Sadly, police working to restore their reputation have a much higher mountain to climb than they may understand. Embracing such “solutions” as monitoring traffic stops by race will only exacerbate their troubles. (Imagine what civil liberties groups will do when they get hold of those statistics, and how police may try to appease.)

Watch for anti-police sentiment to continue its increase, both in volume and extent. Stories highlighting police corruption and brutality, stories covering anti-police demonstrations and race-related riots—stories that seem like mere sidelights to major international developments of prophetic importance—will begin to overwhelm the news in the nations of Israel!

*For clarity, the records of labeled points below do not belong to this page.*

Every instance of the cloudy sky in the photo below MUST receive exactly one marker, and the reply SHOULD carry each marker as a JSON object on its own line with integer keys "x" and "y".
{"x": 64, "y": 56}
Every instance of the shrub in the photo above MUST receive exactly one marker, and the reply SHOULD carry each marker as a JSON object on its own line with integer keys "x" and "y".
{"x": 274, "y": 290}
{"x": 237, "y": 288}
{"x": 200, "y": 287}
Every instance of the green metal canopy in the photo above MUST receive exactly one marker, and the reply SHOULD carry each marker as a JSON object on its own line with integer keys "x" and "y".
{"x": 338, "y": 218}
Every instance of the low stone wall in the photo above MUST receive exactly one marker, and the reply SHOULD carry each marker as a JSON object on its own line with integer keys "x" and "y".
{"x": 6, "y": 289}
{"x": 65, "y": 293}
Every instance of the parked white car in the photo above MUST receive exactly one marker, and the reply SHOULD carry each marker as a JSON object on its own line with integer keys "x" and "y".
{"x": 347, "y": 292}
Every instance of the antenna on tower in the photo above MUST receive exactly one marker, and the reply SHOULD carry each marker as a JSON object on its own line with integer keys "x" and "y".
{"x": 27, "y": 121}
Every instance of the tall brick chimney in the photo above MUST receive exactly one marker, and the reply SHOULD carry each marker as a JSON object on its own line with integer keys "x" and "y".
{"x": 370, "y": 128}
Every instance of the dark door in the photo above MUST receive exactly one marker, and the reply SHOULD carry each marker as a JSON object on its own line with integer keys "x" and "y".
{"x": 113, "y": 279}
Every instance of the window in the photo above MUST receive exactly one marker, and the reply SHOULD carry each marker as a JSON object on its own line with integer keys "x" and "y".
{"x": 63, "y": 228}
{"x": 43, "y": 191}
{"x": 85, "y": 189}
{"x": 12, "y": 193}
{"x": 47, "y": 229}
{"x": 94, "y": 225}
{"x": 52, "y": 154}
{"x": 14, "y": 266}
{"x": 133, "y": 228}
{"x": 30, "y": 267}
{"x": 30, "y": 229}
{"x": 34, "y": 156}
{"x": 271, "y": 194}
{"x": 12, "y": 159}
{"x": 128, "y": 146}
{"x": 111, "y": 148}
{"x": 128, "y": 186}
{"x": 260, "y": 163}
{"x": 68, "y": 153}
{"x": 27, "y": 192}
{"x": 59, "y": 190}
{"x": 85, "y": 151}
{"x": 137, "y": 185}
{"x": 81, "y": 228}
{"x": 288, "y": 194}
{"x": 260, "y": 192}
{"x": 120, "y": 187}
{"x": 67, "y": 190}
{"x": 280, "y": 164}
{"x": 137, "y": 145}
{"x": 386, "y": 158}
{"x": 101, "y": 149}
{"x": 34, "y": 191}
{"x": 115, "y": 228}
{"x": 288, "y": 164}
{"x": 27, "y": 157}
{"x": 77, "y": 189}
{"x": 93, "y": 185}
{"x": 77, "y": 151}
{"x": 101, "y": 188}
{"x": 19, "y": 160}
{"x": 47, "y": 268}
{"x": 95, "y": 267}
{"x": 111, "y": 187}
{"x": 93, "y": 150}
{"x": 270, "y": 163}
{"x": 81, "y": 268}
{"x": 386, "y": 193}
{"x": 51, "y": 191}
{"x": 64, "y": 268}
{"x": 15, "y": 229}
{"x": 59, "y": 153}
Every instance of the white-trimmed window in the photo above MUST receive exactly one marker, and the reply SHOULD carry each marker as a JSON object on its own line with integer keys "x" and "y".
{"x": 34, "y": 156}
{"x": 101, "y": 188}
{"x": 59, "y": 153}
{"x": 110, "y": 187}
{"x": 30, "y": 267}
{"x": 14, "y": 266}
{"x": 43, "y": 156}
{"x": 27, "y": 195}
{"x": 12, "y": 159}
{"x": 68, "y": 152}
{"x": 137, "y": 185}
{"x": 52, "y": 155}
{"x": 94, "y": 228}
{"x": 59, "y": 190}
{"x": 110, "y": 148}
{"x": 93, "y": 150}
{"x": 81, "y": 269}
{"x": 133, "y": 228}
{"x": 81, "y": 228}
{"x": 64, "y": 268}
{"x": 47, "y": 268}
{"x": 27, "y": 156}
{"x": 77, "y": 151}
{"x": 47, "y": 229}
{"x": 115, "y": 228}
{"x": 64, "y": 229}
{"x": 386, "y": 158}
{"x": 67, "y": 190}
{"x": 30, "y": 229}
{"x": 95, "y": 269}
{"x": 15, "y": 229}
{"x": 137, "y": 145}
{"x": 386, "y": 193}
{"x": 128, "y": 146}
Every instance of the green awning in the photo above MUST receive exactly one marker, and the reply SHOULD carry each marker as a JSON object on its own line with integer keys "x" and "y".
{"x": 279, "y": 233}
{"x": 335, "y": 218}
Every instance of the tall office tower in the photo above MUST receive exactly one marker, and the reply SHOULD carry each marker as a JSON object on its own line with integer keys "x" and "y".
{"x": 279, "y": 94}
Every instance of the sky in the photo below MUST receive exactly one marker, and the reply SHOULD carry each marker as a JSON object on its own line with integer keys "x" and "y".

Ultimately, it will take the strong hand of God to restore law and order to the land. He will rebuke those who took up the sword for their petty causes (Isa. 2:4). Once that peace is firmly established, people will begin to realize the tremendous benefits of a civilization founded upon the perfect law of God. “And many people shall go and say, Come ye, and let us go up to the mountain of the Lord, to the house of the God of Jacob; and he will teach us of his ways, and we will walk in his paths: for out of Zion shall go forth the law, and the word of the Lord from Jerusalem” (v. 3).